• Overall, alumni have a positive opinion of Drew with 84% reporting a “very positive” or “somewhat positive” attitude toward the University.
• A positive student experience is the top motivator to give back, with 86% of respondents selecting “agree” or “strongly agree”.
• Supporting students with financial need (80%) and improving academic programs and overall quality (79%) were also top motivators for giving back.
Click here to view complete responses to the alumni survey.
1,341 alumni, or 14.2% of all those invited, completed the survey. Of those who completed the survey, 39.5% were current donors to Drew, 32.1% had given in the past, and 28.5% had never made a donation to Drew. Please note that this survey was conducted anonymously, meaning that Drew is not able to identify individual respondents. If you have a question or comment that requires a response, please contact the Office of Alumni & Parent Relations at 973-408-3229.
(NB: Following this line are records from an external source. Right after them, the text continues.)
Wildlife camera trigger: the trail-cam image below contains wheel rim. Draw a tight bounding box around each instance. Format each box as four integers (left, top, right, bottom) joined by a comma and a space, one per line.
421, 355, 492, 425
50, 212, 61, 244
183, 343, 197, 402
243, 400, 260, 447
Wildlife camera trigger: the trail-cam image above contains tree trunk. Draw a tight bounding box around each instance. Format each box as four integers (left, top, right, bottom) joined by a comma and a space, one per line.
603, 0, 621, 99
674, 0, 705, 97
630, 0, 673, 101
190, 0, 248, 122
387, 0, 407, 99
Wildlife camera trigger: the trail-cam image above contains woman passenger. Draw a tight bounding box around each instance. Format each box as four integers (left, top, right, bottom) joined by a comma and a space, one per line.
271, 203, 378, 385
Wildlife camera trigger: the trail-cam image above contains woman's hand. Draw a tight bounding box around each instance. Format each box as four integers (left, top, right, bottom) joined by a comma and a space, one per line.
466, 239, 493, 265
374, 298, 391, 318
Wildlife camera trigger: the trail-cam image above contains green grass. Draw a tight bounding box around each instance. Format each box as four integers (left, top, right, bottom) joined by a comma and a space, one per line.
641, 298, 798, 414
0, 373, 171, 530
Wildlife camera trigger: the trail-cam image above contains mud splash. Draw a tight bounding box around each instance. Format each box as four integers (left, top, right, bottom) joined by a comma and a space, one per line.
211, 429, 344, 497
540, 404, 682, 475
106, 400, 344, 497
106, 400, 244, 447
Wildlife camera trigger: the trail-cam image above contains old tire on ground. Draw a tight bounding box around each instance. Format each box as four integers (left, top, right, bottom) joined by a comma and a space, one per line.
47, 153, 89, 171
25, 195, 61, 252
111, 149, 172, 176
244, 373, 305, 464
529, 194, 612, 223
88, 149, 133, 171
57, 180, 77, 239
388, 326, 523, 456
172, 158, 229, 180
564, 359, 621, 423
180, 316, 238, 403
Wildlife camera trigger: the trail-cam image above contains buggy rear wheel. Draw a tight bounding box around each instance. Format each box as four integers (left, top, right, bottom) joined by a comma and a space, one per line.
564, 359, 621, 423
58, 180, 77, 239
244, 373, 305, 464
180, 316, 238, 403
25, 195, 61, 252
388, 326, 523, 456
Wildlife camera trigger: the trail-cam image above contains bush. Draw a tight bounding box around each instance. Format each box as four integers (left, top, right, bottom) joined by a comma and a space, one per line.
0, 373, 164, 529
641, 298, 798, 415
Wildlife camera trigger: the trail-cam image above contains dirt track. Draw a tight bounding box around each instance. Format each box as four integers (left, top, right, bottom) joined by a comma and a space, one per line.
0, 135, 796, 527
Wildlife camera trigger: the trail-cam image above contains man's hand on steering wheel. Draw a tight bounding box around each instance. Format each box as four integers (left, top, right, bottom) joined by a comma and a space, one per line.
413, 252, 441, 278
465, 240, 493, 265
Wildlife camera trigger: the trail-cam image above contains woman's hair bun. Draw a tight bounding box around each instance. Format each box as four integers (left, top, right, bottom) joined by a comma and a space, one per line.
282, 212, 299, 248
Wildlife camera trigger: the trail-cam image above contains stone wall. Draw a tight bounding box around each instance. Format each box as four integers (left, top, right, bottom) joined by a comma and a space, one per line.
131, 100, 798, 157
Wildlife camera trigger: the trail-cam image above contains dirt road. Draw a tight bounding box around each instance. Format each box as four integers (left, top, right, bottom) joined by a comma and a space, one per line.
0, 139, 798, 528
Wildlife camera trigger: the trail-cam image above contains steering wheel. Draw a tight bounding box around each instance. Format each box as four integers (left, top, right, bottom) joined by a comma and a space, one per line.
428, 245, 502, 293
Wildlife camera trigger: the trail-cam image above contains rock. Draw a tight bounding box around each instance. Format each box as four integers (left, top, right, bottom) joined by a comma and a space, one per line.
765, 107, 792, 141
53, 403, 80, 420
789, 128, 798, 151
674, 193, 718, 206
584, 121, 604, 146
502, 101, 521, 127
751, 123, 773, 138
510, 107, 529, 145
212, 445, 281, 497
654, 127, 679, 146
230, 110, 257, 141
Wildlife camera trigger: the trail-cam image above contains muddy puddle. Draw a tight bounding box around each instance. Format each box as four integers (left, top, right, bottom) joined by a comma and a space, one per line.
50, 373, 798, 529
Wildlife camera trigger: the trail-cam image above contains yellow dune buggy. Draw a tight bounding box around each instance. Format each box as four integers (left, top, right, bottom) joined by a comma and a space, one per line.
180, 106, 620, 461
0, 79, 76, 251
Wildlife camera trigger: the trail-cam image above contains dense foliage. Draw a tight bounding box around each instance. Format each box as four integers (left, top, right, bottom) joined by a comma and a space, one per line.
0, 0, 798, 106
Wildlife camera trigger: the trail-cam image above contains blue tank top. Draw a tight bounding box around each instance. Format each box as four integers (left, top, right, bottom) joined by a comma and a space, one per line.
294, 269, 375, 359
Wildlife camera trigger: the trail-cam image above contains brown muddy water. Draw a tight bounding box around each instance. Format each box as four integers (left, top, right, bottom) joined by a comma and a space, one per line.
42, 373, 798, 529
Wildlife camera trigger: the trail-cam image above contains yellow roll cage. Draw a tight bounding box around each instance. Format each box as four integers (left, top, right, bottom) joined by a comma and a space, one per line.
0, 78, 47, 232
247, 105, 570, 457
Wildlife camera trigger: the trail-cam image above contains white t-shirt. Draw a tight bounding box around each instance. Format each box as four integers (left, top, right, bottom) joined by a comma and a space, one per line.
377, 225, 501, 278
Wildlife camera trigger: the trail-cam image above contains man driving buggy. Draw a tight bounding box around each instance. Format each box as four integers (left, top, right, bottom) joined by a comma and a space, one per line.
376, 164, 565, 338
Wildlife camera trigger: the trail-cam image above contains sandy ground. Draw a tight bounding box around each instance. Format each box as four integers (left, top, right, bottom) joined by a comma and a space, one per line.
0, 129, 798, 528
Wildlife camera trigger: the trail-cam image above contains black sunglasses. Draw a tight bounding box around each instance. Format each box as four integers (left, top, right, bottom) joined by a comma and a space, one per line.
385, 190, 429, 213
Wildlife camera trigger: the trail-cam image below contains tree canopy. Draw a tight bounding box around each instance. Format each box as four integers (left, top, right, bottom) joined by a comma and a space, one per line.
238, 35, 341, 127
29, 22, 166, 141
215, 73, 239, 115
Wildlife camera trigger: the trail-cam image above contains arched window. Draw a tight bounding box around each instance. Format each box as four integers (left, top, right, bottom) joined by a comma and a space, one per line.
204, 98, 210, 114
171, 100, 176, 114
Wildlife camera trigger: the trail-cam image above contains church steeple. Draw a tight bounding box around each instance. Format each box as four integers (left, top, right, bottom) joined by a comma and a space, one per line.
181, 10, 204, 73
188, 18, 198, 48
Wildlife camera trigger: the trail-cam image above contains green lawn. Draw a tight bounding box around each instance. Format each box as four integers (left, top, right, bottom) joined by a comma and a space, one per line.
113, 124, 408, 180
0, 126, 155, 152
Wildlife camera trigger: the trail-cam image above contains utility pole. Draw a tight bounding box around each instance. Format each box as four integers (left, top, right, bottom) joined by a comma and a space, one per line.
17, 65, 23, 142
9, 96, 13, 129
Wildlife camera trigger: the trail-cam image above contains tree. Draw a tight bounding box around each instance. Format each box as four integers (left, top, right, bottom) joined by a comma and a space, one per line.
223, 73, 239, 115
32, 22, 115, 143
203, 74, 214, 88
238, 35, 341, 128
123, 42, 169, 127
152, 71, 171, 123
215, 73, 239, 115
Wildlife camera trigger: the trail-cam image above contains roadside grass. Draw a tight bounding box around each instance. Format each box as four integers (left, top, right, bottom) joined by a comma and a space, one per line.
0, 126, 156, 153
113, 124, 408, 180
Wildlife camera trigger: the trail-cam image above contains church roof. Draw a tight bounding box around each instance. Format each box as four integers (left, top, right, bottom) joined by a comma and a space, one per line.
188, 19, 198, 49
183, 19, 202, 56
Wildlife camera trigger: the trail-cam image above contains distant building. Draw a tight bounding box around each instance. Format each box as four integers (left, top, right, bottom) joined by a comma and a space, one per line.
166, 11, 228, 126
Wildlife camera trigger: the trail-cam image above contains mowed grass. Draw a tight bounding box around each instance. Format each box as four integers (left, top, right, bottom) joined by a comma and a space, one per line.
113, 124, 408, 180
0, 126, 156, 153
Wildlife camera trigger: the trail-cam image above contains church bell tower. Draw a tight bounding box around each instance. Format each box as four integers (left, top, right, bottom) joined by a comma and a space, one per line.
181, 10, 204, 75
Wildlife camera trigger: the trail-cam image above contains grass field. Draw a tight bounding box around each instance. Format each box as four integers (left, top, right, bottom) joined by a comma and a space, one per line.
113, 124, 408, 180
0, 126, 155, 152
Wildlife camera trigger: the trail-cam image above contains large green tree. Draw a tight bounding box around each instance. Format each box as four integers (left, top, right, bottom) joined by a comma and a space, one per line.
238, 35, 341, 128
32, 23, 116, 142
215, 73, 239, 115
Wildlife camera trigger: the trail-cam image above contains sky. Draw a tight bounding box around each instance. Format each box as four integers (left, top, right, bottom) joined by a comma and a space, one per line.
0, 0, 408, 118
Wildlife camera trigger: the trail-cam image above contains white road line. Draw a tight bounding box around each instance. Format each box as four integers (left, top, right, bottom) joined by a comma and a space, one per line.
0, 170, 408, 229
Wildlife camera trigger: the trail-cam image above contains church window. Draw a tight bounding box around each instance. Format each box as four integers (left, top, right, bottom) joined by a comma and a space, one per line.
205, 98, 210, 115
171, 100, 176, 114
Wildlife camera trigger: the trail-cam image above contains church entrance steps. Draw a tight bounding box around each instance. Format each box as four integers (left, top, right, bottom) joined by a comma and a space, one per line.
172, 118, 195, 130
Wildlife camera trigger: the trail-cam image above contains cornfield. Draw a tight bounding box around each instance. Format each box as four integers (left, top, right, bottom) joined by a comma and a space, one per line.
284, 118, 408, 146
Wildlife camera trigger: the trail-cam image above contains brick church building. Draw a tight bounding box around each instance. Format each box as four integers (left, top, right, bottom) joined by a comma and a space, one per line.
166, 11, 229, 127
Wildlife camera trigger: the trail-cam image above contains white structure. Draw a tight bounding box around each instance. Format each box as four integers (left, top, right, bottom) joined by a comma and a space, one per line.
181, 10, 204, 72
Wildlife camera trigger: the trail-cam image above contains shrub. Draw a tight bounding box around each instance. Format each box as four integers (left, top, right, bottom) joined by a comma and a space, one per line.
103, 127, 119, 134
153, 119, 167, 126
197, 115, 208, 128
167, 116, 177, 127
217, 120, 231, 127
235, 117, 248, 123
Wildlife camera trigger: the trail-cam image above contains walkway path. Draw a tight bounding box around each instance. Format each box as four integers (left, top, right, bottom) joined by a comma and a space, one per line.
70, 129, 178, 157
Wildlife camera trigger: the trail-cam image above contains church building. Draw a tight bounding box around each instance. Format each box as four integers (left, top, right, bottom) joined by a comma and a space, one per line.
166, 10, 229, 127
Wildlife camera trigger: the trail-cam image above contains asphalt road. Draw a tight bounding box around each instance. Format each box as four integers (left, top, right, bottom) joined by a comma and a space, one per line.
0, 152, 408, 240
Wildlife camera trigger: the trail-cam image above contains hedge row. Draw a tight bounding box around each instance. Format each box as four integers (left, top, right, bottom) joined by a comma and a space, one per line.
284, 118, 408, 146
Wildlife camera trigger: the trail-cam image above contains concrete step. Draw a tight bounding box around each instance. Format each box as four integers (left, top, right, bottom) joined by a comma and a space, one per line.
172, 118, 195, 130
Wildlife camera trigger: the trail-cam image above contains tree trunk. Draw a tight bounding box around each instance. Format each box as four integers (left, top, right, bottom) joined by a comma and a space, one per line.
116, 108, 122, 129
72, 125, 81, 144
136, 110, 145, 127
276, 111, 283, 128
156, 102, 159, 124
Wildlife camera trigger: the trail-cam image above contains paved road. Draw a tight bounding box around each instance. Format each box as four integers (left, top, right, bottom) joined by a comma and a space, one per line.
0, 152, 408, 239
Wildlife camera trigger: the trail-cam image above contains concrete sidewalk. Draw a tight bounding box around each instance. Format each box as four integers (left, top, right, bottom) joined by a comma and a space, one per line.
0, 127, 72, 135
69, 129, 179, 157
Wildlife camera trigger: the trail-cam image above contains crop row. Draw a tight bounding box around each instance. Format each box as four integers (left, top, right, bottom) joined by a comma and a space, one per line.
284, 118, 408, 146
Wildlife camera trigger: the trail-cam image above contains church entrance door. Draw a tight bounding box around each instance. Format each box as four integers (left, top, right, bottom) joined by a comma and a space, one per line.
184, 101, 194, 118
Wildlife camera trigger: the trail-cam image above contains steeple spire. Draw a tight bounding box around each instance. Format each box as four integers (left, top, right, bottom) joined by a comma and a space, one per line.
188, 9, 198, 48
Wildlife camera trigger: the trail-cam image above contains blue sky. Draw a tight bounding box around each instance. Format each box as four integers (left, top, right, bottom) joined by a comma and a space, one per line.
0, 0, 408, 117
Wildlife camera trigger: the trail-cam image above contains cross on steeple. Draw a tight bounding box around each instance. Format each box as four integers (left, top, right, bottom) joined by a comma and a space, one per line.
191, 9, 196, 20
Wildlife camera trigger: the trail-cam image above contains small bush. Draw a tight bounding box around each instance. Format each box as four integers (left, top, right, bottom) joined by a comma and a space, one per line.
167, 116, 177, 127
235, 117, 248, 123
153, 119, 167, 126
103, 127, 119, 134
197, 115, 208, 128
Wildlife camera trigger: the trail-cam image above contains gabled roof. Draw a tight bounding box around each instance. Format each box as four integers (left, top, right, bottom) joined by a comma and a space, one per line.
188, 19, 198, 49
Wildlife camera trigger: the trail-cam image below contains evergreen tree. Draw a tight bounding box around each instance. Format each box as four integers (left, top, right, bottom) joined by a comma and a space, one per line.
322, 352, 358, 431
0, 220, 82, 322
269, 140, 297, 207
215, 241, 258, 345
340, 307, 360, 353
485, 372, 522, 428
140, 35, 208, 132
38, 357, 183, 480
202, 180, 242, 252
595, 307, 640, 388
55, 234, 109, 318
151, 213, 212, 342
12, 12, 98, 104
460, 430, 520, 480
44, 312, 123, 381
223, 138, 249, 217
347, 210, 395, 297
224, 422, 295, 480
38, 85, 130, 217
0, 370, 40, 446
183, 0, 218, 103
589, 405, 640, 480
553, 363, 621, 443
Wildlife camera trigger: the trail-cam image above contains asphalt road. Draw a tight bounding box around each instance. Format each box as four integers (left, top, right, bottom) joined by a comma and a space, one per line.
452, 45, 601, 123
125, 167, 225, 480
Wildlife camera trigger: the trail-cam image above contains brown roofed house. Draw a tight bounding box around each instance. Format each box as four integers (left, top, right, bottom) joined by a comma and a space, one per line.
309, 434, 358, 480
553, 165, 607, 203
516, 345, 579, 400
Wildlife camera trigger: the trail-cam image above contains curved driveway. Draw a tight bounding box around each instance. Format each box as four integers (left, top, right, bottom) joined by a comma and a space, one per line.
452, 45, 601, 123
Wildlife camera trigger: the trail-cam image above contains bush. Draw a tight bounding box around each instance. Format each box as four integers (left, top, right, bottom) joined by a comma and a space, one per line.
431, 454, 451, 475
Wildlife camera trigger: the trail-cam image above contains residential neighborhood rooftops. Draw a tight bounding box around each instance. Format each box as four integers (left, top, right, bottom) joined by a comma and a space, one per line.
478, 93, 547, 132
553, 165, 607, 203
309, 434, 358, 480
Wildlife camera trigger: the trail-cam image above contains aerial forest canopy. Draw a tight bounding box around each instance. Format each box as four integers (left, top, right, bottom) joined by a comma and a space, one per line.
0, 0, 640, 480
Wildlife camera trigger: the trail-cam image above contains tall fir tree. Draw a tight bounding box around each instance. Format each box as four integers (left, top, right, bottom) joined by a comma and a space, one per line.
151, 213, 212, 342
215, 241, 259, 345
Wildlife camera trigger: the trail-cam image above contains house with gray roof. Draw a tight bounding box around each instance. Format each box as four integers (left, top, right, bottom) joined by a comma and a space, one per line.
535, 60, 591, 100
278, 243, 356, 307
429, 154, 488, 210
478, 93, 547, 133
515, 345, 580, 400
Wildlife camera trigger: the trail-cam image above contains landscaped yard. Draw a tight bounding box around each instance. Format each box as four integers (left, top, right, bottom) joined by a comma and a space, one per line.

Many alumni who responded to the open-ended survey questions shared similar observations and concerns. Here are answers to some of the most frequently asked questions:
What is the vision of the administration going forward?
Last year the faculty, staff and administration of Drew engaged in a rigorous strategic planning process in order to set out a road map for the next five years. Alumni and students were also invited to provide input to the plan during its formulation. Four major goals emerged from this process:
• Create a more vibrant intellectual community
• Foster curricular and co-curricular opportunities that enhance students’ social, global and professional engagement
• Better articulate and communicate Drew’s distinctive character and strengths
• Ensure institutional sustainability
Once these four goals were agreed upon, the campus community set out to develop proposals for action steps that offer concrete ways to achieve them. The administration is now in the process of reviewing and prioritizing specific initiatives and focusing on those that would best enable the university to implement the strategic plan. The next step will be to secure the resources needed to realize these strategic initiatives.
If Drew tuition is so high, why does the University need alumni donations?
Although Drew’s “sticker price” was $39,573 for tuition and fees in the College last year, the majority of students receive substantial financial assistance that makes a Drew education attainable. Last year 57.9% of all College students received need-based scholarships that averaged $24,393, while 39% of undergraduates received merit-based awards averaging $11,707. In all, Drew gave out $33.6 million in aid last academic year from its own resources. As a result of this institutional aid, according to the non-profit Project on Student Debt, Drew graduates owe less than those of almost every other four year college or university in the state.
Drew is able to provide this kind of scholarship support precisely because alumni give back, to the annual fund and to endowed scholarship funds. These funds enable Drew to give scholarships to deserving students and to maintain the quality of education – small classes, dedicated professors and distinctive off-campus programs – which is synonymous with Drew.
Why was the Graduate Division of Religion moved?
In May 2004, five freestanding graduate programs in religion administered by the Caspersen School of Graduate Studies were amalgamated into a Graduate Division of Religion. In July 2007, governance of the GDR officially transferred from the Caspersen School to the Theological School. The purpose of the transfer was twofold: 1) to make the administration of the GDR more centralized and effective, given that all of its full-time faculty were already Theological School faculty; and 2) to increase the financial support available to Ph.D. students by bringing the GDR under the aegis of the Theological School endowment.
Ph.D. programs in religion fall into two categories—larger, less selective, tuition-driven programs and smaller, more selective, funded programs. Drew has effectively moved from the former to the latter in just a few years, and is currently attracting students who are also accepted by Chicago, Yale, Harvard, Union, Fordham, Vanderbilt, Emory, SMU, Claremont, and GTU.
What does the Drew Theological School look like in the 21st century?
Drew Theological School is today one of the world’s foremost ecumenical institutions, drawing on Wesleyan, postmodern, and other expressions of Christian thought in its efforts to form the next generation of church leaders and seminary faculty. While our relationship with The United Methodist Church remains a continuing source of guidance and inspiration, our constituency includes representatives of more than 20 different denominations. We are also, in both our student and faculty bodies, a community of many ethnic cultures and races. Nearly one-half of the Theological School’s full-time faculty are women, and 48 percent are members of racial and ethnic minorities. The diversity of our faculty has created an educational setting that has steadily attracted an ever-more diverse student body, culturally, ethnically, and theologically. In the 2010-11 academic year, over 50 percent of the 506 students enrolled were women and 58 percent were from non-white backgrounds.
In addition to creating a community that is demographically diverse, Drew Theological School is committed to fostering an environment in which the great diversity of Christian ideas, ideals, and practices are valued and examined. This commitment is integral to the Drew Theological School’s distinguished tradition of preparing men and women to minister to, teach in, and lead a world in need of spiritual renewal.